There are also a couple of ghost stories. One is a very wild one about a man’s uncle who is taken for a ride on a ghostly stagecoach and saves the life of a beautiful woman. I suspect this may have been some part of English or Scottish oral tradition that Dickens picked up on. Dickens’ most famous ghost story would come later—and it involves the change of heart of a wicked man, but he is taken on some ghostly rides as well.

There is at least one episode with a tender, moving—some would say exploitative—scene of a dying child, something Dickens would become known—or notorious—for.

There is also one scene that may have been inspired by an earlier novel. There is a somewhat wild card party. While the Pickwick Club often has parties to eat and drink, the card party was exceptional. It may have echoes of the card party in Maria Edgeworth’s Belinda, though scandalous in a different way.

Because the Pickwick Club spends a lot of time eating and drinking, we hear some likely exaggerated stories about food and drink. There is the story of a sausage maker that sounds a lot like it could have been based on the oral tradition of the Johnny Brubeck” song. Another man is described as “purveyor of cat’s meat to the Lord Mayor and Sheriffs.” (6894)

The Pickwick Papers also satirizes the medical profession. Going back at least to Chaucer, it seems as though physicians are not always portrayed well in literature, at least until the twentieth century. That may well be because a lot of medicine was hit or miss. One of the medical professionals was known as Nockemorf (“knock ‘em off”).
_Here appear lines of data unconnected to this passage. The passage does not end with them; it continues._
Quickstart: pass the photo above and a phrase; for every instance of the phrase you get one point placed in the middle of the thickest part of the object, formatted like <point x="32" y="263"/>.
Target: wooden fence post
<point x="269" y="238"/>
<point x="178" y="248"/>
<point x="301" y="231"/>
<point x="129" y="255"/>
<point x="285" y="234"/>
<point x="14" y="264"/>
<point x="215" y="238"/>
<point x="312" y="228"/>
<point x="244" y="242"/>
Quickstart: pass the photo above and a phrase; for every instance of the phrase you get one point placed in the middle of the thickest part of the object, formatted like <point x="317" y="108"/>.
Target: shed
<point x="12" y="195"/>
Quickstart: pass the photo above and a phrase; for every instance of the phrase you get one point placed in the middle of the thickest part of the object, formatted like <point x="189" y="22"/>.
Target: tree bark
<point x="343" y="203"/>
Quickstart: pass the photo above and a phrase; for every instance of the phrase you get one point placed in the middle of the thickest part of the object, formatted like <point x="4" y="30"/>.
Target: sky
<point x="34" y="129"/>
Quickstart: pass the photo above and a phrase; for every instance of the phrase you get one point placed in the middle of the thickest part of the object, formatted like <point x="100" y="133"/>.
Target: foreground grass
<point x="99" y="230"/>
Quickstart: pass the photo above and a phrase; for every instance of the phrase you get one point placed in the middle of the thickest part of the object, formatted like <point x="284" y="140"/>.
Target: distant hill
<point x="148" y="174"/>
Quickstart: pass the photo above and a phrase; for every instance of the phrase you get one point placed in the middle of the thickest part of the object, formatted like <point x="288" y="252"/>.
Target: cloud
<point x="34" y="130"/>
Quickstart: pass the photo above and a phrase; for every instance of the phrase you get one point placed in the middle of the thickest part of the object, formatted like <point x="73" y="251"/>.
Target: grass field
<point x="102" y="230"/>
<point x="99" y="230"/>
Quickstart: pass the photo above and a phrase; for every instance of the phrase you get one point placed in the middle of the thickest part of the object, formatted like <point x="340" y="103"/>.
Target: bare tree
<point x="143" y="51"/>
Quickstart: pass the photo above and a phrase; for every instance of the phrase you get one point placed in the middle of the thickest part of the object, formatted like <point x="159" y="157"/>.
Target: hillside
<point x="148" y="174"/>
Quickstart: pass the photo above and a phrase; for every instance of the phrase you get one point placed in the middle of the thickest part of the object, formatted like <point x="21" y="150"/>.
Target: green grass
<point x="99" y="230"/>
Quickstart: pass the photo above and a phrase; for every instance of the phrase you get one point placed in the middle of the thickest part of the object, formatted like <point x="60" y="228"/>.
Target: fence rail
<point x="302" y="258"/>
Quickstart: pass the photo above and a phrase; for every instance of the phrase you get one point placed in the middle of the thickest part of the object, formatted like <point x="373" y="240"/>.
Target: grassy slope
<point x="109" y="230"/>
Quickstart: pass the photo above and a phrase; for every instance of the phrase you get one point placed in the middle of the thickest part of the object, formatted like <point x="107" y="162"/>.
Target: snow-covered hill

Another “scientist” is flattened in a humorous attempt of one of the Pickwick Club members to meet a sheltered young lady. The scientist would later ascribe this as a new discovery about the properties of lightning which “which caused him to be considered a light of science ever since” (8382). This reader was reminded of Mark Twain’s satires of science such as we find in Life on the Mississippi and A Connecticut Yankee in King Arthur’s Court.

While there is much good humor, we can see there is also quite a bit of seriousness as well. After all, we come across injustice, death, crime, con artists, and even false accusation and imprisonment. Still the drama ends happily, not unlike a Shakespeare comedy. After all, by the end of the approximately two year span of the novel three young couples have been married. Because it is a novel and not a play, they do not all get married at the same time as the couples in As You Like It or A Midsummer Night’s Dream do, but it is still fun, and we are happy for them.

If the reader accepts the serial format of The Pickwick Papers, there is a lot to enjoy from this tale. It might remind us that in spite of the hardships, even prison time, there is a lot to enjoy in life.

N.B.: References are Kindle locations, not page numbers.